34. Hai Janu, Ayo Kembali Bersama

22 7 1
                                    

Senja telah tiba, dan matahari perlahan tenggelam di cakrawala. Warna langit beralih dari biru terang menjadi kombinasi ungu, merah muda, dan oranye yang memukau. Awannya membentuk gugusan lembut seperti kapas yang tersapu oleh matahari terbenam.

Cahaya senja yang lembut memancar di antara pepohonan, menciptakan bayangan yang panjang dan misterius di tanah. Suasana senja penuh dengan kehangatan dan ketenangan, seolah-olah alam sedang bernyanyi lagu perpisahan untuk hari itu.

Angin senja berbisik lembut melalui daun-daun, membawa aroma segar dari alam sekitarnya. Semakin lama, langit semakin meredup, dan bintang-bintang mulai muncul satu per satu di langit, menciptakan pemandangan malam yang indah.

Anjani belum pulang. Meski ia tidak memberitahukan kepada ibunya kemana ia akan pergi. Setidaknya kali ini dia pamit dan tidak menghilang begitu saja.

"Boleh ya, Janu?" pintanya pada Renjanu. Namun, lelaki itu dengan tegas menolak.

Sejak tadi, Anjani terus memohon pada Renjanu untuk memberikan pita tape itu pada Anjani. Dia tidak akan rela membiarkan gadis itu kembali ke masa lalu.

Renjanu bersikeras menolak permintaan Anjani. Matanya penuh dengan kekhawatiran dan rasa takut akan konsekuensi yang bisa terjadi jika Anjani benar-benar kembali ke masa lalu. Renjanu tahu bahwa meskipun Anjani memiliki alasan kuat, perjalanan waktu adalah hal yang berbahaya dan tak terduga.

"Janu baik-baik aja, ngga ada yang perlu Jani perbaiki lagi," ujar Renjanu dengan lembut. Mencoba memberikan pengertian pada Anjani. "Kita cuma perlu jalani apa yang udah terjadi sekarang, Jani."

Anjani menggigit bibirnya, merasakan konflik dalam dirinya. Dia tahu bahwa Renjanu benar, tapi juga sulit baginya untuk merasa tidak apa-apa. Mana mungkin Anjani tidak punya rasa bersalah. Merusak masa depan Renjanu hingga lelaki itu kini tidak dapat merasakan bangku kuliah.
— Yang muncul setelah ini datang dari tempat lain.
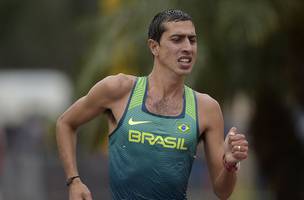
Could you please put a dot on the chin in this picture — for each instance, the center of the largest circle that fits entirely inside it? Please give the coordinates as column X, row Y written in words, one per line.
column 184, row 72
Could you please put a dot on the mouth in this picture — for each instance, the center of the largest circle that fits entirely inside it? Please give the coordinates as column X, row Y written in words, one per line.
column 185, row 59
"Tapi Janu ... " Anjani belum menyelesaikan kalimatnya. Namun, Renjanu sudah membungkam mulut gadis itu dengan permen.

"Apa seperlu itu?" tanyanya dengan penuh kehangatan. "Janu rasa Jani ngga perlu sampai kembali ke sana lagi."

Renjanu tidak begitu peduli tentang perkara bisa kuliah atau tidak. Yang paling penting baginya adalah melihat Anjani baik-baik saja dan bahagia. Bahkan, hanya bertemu dengan Anjani yang tidak membencinya saja sudah membuatnya merasa sangat bahagia. Renjanu berusaha memberikan Anjani rasa nyaman dan kepercayaan bahwa masa depan yang mereka jalani sekarang sudah cukup baik.
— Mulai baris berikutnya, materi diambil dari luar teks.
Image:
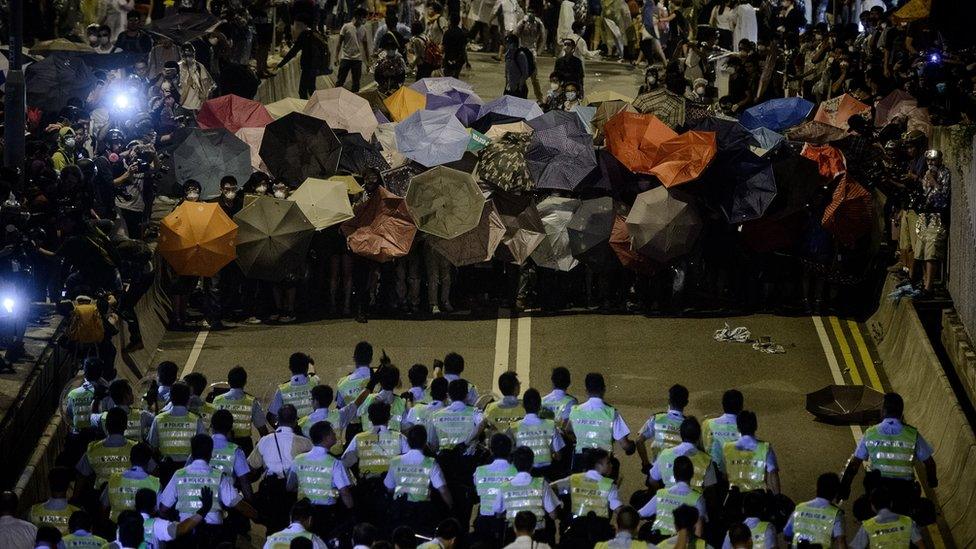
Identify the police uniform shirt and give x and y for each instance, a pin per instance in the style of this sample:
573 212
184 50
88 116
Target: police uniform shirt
892 426
340 475
818 503
684 449
416 457
549 500
225 497
862 539
276 451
"Jani, Janu senang banget bisa ketemu kamu lagi," ucapnya dengan senyuman hangat. "Dan buat Janu, ini udah cukup kok."

Renjanu mencubit pipi Anjani yang menggembung. "Jani pasti capek banget, kan karena itu?" tanyanya.
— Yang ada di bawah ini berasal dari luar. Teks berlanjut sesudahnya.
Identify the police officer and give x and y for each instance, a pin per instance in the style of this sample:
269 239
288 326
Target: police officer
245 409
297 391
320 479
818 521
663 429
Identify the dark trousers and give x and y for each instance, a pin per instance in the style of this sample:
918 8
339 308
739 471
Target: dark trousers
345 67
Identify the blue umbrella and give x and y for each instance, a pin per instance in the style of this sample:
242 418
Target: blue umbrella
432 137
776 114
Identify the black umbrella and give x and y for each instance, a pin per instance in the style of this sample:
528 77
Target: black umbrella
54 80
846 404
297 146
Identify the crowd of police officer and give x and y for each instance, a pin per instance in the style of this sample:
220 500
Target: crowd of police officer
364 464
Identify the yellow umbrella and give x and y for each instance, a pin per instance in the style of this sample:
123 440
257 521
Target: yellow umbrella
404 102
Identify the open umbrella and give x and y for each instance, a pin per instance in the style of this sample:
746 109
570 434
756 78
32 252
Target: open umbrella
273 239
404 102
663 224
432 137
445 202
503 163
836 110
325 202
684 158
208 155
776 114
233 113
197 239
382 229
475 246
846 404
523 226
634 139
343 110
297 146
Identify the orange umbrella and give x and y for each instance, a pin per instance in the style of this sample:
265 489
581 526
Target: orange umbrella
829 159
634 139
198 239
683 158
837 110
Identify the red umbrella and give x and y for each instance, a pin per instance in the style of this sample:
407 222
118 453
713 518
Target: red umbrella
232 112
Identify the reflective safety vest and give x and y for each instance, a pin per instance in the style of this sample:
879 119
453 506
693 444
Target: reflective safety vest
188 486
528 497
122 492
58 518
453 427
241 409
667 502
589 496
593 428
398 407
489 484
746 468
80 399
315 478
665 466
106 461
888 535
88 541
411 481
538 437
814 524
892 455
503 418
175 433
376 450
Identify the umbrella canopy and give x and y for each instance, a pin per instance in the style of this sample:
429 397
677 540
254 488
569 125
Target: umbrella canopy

Tentu Anjani merasa sangat lelah. Bolak-balik ke masa lalu, kembali lagi ke masa depan. Melihat hal-hal yang tidak ia harapkan. Terlebih ia selalu ambruk kala mengingat setiap potongan kejadian yang terlupakan.

Kepala gadis itu mengangguk kecil. Ia memeluk erat tubuh Renjanu, entahlah dirinya selalu merindukan hangatnya pelukan lelaki itu. "Janu," panggilnya lirih. "Tapi boleh ngga sekali, dan buat terakhir kali Jani balik ke sana?" Ia mendongak, menjadiatanya yang penuh permohonan menatap langsung ke mata Renjanu.

Lelaki itu masih tetap teguh pada pendiriannya, mencoba melindungi Anjani. Ia menolak permintaan Anjani dengan kekhawatiran yang jelas terlihat di wajahnya. "Jani sakit kan tiap kali ke sana?"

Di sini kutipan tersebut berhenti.